= Jean Andrews =

Jean Andrews (1923 – 7 January, 2010) also self titled the 'Pepper Lady,' was an American naturalist, author and educator. She was born in 1923 and attended boarding school till the age of sixteen, when she graduated in 1940. She was best known for her work on the shells and shores of Texas, as well as her books on wildflowers and peppers. She died on 7 January, 2010 at the age of 86. According to her friends, Andrews signature phrase was, "Well, I can't stand to have anything if I don't know about it, and one thing led to another."

== Early life ==
Jean Andrews was born in Kingsville, Texas in 1923 to Herbert and Katharine Keith (Smith) Andrews. Beginning at a young age, she spent time collecting wild peppers also called chiltepins, which are native to South Texas. She traveled to many countries during her lifetime, the first was for her honeymoon to Mexico in 1944. While on her honeymoon she discovered her newfound passion of seashells, which inspired her to start a collection of shells.

== Education ==
She attended the Texas A&I University in her hometown, but later transferred to the University of Texas and earned a bachelor's degree in home economics in 1944. She went on to receive a Master's degree in Education at Texas A&I.

At the age of 50, Andrews returned to school seeking a PhD in Art in which she received her PhD from the University of North Texas. Andrews had previously given up painting due to the sudden death of her daughter, Jinxy, who had died in a car crash. Jean ("Jinxy") was an up and coming artist before her death. In order to honor her child, Andrews decided to continue painting in a move she called the 'Jinxy Principle.' Andrews graduated with her PhD in 1976.

== Career and research ==
Andrews returned to Texas and began collecting seashells at Corpus Christi in 1959. After learning how to scuba dive, she set out to explore many of the world's famous coastline including the Philippines, The Great Barrier Reef, Canary Islands, Panama, Costa Rica, and the Red Sea, collecting shells from around the world. Andrews was able to collect around 20,000 specimens and around 900 different species of shells. Her collection would come to be known as 'The Jean Andrews Recent Marine Seashell Collection' which is now held at the Texas Memorial Museum. Using this research Andrews published the Sea Shells of the Texas Coast in 1971. The book had photos of the shells with the description which was the first book on shells to have such a format.

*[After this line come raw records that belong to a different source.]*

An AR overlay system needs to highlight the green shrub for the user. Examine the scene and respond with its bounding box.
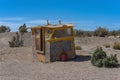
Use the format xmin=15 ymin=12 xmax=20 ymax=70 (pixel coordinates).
xmin=113 ymin=42 xmax=120 ymax=50
xmin=103 ymin=54 xmax=118 ymax=67
xmin=91 ymin=47 xmax=106 ymax=67
xmin=103 ymin=43 xmax=110 ymax=48
xmin=91 ymin=47 xmax=118 ymax=67
xmin=75 ymin=46 xmax=82 ymax=50
xmin=8 ymin=32 xmax=23 ymax=47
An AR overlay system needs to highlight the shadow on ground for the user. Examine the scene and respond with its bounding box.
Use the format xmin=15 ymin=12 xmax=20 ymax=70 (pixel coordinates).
xmin=69 ymin=55 xmax=91 ymax=62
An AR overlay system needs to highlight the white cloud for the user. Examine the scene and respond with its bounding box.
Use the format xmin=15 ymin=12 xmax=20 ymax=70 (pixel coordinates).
xmin=0 ymin=17 xmax=25 ymax=21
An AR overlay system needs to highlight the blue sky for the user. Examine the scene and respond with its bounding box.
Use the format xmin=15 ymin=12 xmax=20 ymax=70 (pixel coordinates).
xmin=0 ymin=0 xmax=120 ymax=31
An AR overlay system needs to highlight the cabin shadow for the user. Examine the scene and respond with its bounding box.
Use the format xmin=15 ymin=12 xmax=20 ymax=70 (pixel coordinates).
xmin=69 ymin=55 xmax=91 ymax=62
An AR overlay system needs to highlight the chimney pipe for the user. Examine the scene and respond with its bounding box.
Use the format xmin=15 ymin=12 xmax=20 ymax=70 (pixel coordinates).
xmin=47 ymin=20 xmax=49 ymax=25
xmin=59 ymin=20 xmax=61 ymax=24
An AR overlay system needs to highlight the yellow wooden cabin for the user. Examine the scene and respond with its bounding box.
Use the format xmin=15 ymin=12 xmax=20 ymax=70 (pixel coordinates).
xmin=31 ymin=24 xmax=75 ymax=62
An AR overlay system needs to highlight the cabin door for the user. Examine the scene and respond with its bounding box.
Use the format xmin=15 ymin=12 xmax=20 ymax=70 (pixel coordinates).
xmin=36 ymin=28 xmax=45 ymax=54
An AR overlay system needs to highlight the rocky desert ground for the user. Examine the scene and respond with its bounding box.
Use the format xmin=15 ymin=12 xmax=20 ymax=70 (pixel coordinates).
xmin=0 ymin=32 xmax=120 ymax=80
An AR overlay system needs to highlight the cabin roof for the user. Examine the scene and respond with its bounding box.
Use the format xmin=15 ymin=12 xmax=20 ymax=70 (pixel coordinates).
xmin=31 ymin=24 xmax=73 ymax=29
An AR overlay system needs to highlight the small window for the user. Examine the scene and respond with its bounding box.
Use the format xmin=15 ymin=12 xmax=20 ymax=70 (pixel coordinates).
xmin=53 ymin=28 xmax=72 ymax=38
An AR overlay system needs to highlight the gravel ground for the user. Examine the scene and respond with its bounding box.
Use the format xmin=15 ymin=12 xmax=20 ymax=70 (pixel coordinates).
xmin=0 ymin=33 xmax=120 ymax=80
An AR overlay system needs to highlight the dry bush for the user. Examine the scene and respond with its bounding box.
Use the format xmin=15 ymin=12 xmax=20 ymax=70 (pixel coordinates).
xmin=75 ymin=46 xmax=82 ymax=50
xmin=113 ymin=42 xmax=120 ymax=50
xmin=103 ymin=43 xmax=110 ymax=48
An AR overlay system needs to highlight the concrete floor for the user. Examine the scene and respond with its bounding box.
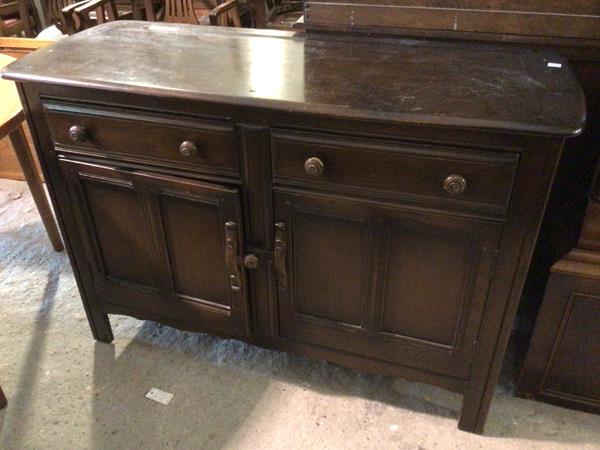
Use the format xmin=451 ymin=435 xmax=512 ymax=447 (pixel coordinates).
xmin=0 ymin=180 xmax=600 ymax=450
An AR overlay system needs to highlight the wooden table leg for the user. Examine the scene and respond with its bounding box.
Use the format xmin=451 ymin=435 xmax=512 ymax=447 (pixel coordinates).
xmin=0 ymin=387 xmax=8 ymax=409
xmin=9 ymin=124 xmax=64 ymax=252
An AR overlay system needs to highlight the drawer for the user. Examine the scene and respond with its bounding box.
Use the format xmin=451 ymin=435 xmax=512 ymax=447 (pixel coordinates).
xmin=271 ymin=130 xmax=519 ymax=213
xmin=44 ymin=102 xmax=239 ymax=176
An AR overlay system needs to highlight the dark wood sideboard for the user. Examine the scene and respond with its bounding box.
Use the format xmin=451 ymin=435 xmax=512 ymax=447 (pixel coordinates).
xmin=4 ymin=22 xmax=585 ymax=432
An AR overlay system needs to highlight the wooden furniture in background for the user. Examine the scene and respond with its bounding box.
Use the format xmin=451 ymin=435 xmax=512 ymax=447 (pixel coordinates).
xmin=0 ymin=0 xmax=40 ymax=37
xmin=208 ymin=0 xmax=242 ymax=27
xmin=5 ymin=22 xmax=585 ymax=432
xmin=0 ymin=37 xmax=54 ymax=181
xmin=518 ymin=171 xmax=600 ymax=414
xmin=304 ymin=0 xmax=600 ymax=39
xmin=0 ymin=54 xmax=63 ymax=252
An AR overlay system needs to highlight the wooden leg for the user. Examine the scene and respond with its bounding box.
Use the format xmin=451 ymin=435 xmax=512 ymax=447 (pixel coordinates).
xmin=458 ymin=389 xmax=493 ymax=434
xmin=9 ymin=124 xmax=64 ymax=252
xmin=0 ymin=387 xmax=8 ymax=409
xmin=85 ymin=308 xmax=114 ymax=343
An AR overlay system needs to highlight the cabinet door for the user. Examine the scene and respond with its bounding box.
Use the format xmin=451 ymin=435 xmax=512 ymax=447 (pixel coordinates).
xmin=274 ymin=188 xmax=502 ymax=378
xmin=60 ymin=160 xmax=248 ymax=335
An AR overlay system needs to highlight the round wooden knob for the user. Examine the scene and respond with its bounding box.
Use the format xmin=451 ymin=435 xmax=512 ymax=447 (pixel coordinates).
xmin=244 ymin=255 xmax=258 ymax=269
xmin=304 ymin=157 xmax=325 ymax=177
xmin=444 ymin=175 xmax=467 ymax=195
xmin=179 ymin=141 xmax=198 ymax=158
xmin=69 ymin=125 xmax=88 ymax=144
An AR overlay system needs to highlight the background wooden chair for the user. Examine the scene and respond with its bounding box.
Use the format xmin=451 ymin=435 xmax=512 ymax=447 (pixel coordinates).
xmin=0 ymin=53 xmax=63 ymax=252
xmin=68 ymin=0 xmax=242 ymax=34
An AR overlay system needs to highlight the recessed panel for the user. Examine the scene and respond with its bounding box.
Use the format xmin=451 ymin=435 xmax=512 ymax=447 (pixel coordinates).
xmin=293 ymin=213 xmax=369 ymax=325
xmin=82 ymin=180 xmax=157 ymax=286
xmin=160 ymin=195 xmax=230 ymax=305
xmin=544 ymin=295 xmax=600 ymax=402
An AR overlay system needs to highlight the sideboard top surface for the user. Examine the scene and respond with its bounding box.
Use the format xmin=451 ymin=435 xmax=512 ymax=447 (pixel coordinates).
xmin=3 ymin=21 xmax=585 ymax=136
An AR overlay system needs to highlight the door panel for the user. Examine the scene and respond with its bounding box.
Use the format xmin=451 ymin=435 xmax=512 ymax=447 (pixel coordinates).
xmin=81 ymin=179 xmax=156 ymax=287
xmin=60 ymin=159 xmax=249 ymax=336
xmin=382 ymin=227 xmax=477 ymax=346
xmin=160 ymin=194 xmax=230 ymax=306
xmin=292 ymin=212 xmax=370 ymax=325
xmin=274 ymin=187 xmax=503 ymax=378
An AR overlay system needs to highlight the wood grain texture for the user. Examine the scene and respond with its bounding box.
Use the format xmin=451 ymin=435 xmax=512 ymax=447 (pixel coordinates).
xmin=10 ymin=23 xmax=583 ymax=432
xmin=4 ymin=21 xmax=585 ymax=135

Andrews had an obsession with chilies from a young age and became a self taught botanist. She grew her own peppers and eventually published her first of many books on peppers titled Peppers: The Domesticated Capsicums. Andrews painted all of the images for this book, spending around 40 hours a week painting the peppers. She then took her fascination with peppers global and began traveling the world in search of new chilies to grow by herself and experiment with in her cooking. Publishing The Pepper Trail: History and Recipes from Around the World in 1999.

== Later life and legacy ==
In 1991, Andrews was named as a Distinguished alumni at the University of Texas, she was the first woman to receive such an award in Natural Science at the university. Andrews was named as a Distinguished alumni at both University of Texas (1997) and University of North Texas (1991). As well as the first woman to be named at the Hall of Honor in the College of Natural Sciences at the University of Texas in 1991.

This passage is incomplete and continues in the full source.